The system in question
Our B2B product consists of a rails application where we use Active Record to handle our MySQL database. Our table relationships are connected using foreign keys in order to ensure data consistency.
The Problem
We needed to add a new column into a table that had almost 10 million records. A simple migration would cause the production database to lock and enqueue incoming requests from users, leading to timeouts. The only way to avoid that was to use an online migration solution.
Rejected Solutions
The following solutions were rejected either due to compatibility or usability reasons.
SoundCloud’s LHM
We tried using SoundCloud’s LHM, which another one of our services uses, but we discovered that it doesn’t support copying tables with foreign keys and it had stopped being maintained for many years.
GitHub’s gh-ost
Even though it is being actively maintained, it doesn’t support copying tables with foreign keys and it’s not easy to use either.
Facebook’s Solution
Not easy to use since it doesn’t have any gems connecting it to the rails app.
The Solution
pt-online-schema-change & departure gem
Percona’s pt-online-schema-change is a command-line tool that does the actual online migration. The departure gem connects pt-online-schema-change to the rails app.
How does it work?
When pt-online-schema-change is called from the departure gem, it creates a copy table and starts copying all the records from the original table to the copy table.
But what about the new records coming from production? How will they be copied to the new table?
The answer is Triggers. pt-online-schema-change creates interceptors called Triggers that intercept write requests to the server, ensuring the changes are reflected in the copy table as well.
Finally, when all the records have been successfully copied, the copy table replaces the original table.
Limitations
pt-online-schema-change only works for Debian and RedHat Linux distributions and only supports MySQL Databases.
AWS Challenges
Amazon RDS needs to be configured with an environment variable before running the migrations. The variable is log_bin_trust_function_creators and it needs to be set to 1 temporarily until the migration finishes. Leaving this option enabled is considered unsafe.

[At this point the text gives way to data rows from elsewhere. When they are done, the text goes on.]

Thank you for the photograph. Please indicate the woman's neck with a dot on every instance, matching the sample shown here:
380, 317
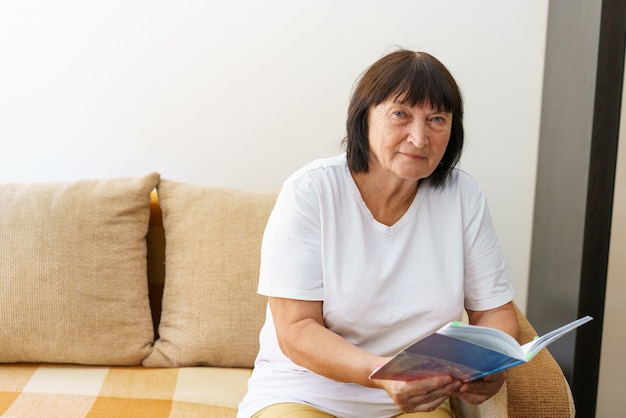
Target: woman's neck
388, 201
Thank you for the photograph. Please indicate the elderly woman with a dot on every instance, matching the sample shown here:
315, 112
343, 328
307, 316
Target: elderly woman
370, 250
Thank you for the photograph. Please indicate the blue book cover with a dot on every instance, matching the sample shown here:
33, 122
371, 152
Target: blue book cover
465, 352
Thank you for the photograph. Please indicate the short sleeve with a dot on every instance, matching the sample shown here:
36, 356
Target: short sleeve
291, 249
487, 281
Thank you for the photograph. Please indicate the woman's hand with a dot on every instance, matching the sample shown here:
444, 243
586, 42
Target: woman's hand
423, 395
479, 391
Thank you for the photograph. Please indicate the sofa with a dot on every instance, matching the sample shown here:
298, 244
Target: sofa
136, 296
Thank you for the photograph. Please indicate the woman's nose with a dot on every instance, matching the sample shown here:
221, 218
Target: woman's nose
418, 135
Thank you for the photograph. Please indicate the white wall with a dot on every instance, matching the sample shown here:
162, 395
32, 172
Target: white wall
241, 93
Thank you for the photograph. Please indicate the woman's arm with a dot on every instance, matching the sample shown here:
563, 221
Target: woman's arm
503, 318
304, 338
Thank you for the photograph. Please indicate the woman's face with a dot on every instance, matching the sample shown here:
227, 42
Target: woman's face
407, 141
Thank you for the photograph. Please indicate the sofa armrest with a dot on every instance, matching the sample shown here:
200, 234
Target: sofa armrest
537, 388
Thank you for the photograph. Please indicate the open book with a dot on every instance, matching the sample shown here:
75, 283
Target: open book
466, 352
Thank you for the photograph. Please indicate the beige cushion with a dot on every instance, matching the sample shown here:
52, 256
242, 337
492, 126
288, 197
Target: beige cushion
211, 313
73, 283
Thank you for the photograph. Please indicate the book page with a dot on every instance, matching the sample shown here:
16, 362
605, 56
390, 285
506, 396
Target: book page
489, 338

The reason why it should be disabled by default is to prevent creating a nondeterministic stored procedure marked as DETERMINISTIC. Otherwise, the bin log would become invalid and the replication to the failover instance might contain wrong data. We would not even notice this and if the snapshots are created from the failover instance, we might not even have proper backups.

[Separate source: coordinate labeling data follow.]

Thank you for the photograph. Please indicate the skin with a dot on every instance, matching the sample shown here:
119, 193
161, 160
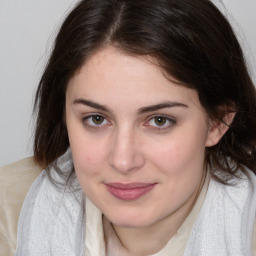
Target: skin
125, 143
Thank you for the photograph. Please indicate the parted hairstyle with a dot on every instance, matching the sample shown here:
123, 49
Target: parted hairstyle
191, 42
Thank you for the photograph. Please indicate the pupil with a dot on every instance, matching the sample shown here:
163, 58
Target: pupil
97, 119
160, 121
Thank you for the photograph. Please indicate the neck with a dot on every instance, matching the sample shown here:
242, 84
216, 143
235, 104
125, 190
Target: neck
151, 239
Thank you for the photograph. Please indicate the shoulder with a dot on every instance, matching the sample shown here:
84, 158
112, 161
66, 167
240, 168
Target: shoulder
15, 181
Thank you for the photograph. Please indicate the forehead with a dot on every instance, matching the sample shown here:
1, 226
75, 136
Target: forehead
110, 75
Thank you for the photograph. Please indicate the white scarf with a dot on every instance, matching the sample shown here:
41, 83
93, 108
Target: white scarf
52, 220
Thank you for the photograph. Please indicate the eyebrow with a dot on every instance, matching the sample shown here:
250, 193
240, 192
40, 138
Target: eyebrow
91, 104
168, 104
151, 108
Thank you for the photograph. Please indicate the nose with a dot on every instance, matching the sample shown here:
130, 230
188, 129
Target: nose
126, 155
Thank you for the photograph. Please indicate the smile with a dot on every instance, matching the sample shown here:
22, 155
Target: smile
131, 191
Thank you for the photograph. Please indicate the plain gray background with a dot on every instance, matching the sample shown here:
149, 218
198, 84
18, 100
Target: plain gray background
27, 30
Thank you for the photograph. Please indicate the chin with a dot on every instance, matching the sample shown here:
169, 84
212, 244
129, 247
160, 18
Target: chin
131, 219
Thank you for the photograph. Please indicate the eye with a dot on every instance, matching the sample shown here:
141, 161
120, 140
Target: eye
95, 121
161, 122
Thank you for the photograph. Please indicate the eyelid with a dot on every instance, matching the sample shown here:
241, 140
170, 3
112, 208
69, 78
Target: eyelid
168, 118
90, 115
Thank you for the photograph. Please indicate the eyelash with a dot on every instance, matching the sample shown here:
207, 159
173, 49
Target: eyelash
94, 126
170, 122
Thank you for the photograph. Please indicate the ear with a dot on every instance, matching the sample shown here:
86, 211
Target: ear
217, 128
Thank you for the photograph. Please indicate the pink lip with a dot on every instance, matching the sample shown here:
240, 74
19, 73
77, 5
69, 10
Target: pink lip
130, 191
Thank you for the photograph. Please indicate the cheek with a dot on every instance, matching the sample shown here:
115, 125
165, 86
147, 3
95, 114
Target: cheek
87, 154
179, 150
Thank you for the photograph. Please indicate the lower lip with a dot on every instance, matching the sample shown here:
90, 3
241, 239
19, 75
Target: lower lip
129, 193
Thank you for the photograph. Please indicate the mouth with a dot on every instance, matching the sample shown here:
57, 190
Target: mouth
130, 191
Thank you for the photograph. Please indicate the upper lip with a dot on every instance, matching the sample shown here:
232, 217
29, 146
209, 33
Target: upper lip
129, 185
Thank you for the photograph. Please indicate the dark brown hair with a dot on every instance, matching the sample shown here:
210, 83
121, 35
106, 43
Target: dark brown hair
191, 41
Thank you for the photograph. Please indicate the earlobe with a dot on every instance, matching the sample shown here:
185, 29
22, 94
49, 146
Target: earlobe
217, 128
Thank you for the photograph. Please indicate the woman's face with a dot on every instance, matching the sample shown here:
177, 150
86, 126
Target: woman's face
138, 140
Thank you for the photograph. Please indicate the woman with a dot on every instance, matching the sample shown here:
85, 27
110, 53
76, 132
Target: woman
146, 131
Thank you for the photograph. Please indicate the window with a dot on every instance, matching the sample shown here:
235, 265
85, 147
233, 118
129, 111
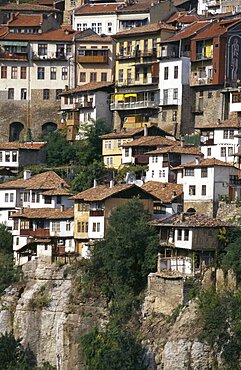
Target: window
109, 27
42, 49
14, 72
175, 71
164, 115
174, 116
93, 76
10, 93
96, 227
204, 172
192, 190
166, 73
23, 73
225, 134
175, 94
189, 171
82, 77
64, 73
53, 73
40, 73
57, 94
56, 226
186, 235
99, 28
23, 94
223, 151
179, 234
7, 157
121, 75
230, 151
45, 94
47, 199
162, 173
104, 76
4, 72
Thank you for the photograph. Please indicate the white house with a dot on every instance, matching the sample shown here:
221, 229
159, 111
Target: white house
40, 191
188, 242
42, 233
205, 182
220, 140
162, 160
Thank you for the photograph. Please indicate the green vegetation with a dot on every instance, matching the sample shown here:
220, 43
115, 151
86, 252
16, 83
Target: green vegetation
118, 269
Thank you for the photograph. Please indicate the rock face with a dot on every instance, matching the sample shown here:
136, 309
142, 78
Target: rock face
41, 312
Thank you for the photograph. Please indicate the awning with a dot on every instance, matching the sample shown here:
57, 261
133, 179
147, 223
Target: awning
130, 95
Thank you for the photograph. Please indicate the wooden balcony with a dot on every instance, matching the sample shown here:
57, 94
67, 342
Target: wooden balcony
95, 59
14, 56
41, 233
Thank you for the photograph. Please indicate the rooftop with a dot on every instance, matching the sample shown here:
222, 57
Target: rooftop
45, 213
209, 162
190, 220
166, 192
43, 181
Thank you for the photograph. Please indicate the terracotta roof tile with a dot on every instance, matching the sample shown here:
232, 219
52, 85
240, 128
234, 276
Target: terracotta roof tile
208, 162
191, 220
166, 192
46, 213
27, 145
97, 8
188, 31
177, 149
43, 181
149, 28
149, 141
88, 87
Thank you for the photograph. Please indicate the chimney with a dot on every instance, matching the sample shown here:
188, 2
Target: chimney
26, 174
197, 160
145, 130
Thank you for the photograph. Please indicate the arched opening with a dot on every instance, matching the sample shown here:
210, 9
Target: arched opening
15, 130
48, 127
191, 210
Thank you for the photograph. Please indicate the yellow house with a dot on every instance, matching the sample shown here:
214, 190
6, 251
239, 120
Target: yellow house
93, 207
137, 74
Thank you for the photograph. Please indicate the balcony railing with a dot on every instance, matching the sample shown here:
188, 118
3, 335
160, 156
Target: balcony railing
14, 56
54, 55
134, 105
101, 59
140, 81
35, 233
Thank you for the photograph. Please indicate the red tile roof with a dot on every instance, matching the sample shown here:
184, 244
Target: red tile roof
189, 31
209, 162
97, 9
27, 145
216, 29
149, 28
166, 192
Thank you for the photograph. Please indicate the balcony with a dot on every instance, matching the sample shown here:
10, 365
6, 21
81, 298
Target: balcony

Operating System Limitations
In order to run our application on production, we use an Alpine docker image mainly because of the much smaller size of the image and significantly fewer vulnerabilities.
Because pt-online-schema-change can only be used in Debian and RedHat builds, we had to create a development branch that used a Debian build in order to allow the tools to be installed and work smoothly.
Since we didn’t want the Debian build to become our production build, we decided to run our scripts from the development image directly to our production image by using our command runner tool. This tool took the docker image of the development branch and ran it on our production image using AWS Tasks without the production image being replaced.
You can think of it as an injection: we built the project within an image and ran the actual migration scripts in another image.
How do we migrate back if the code is in a development branch?
We have kept our development branch in case we need to rollback at some point, though it seems highly unlikely.
Isn’t it unsafe to delete the original table and keep the copy one?
The solution is well-tested by the creators and our team as well; we wouldn’t run something like this without thoroughly testing it first.
It is always recommended to backup your database before running things like this!
Why not InnoDB Storage Instant ADD COLUMN?
While we could have used it, we discovered it after implementing and testing pt-online-schema-change & departure gem. Another reason is that Instant ADD COLUMN has multiple constraints and it’s only used to add a new column to the table. We were searching for an all-around solution for any kind of database change not just column additions.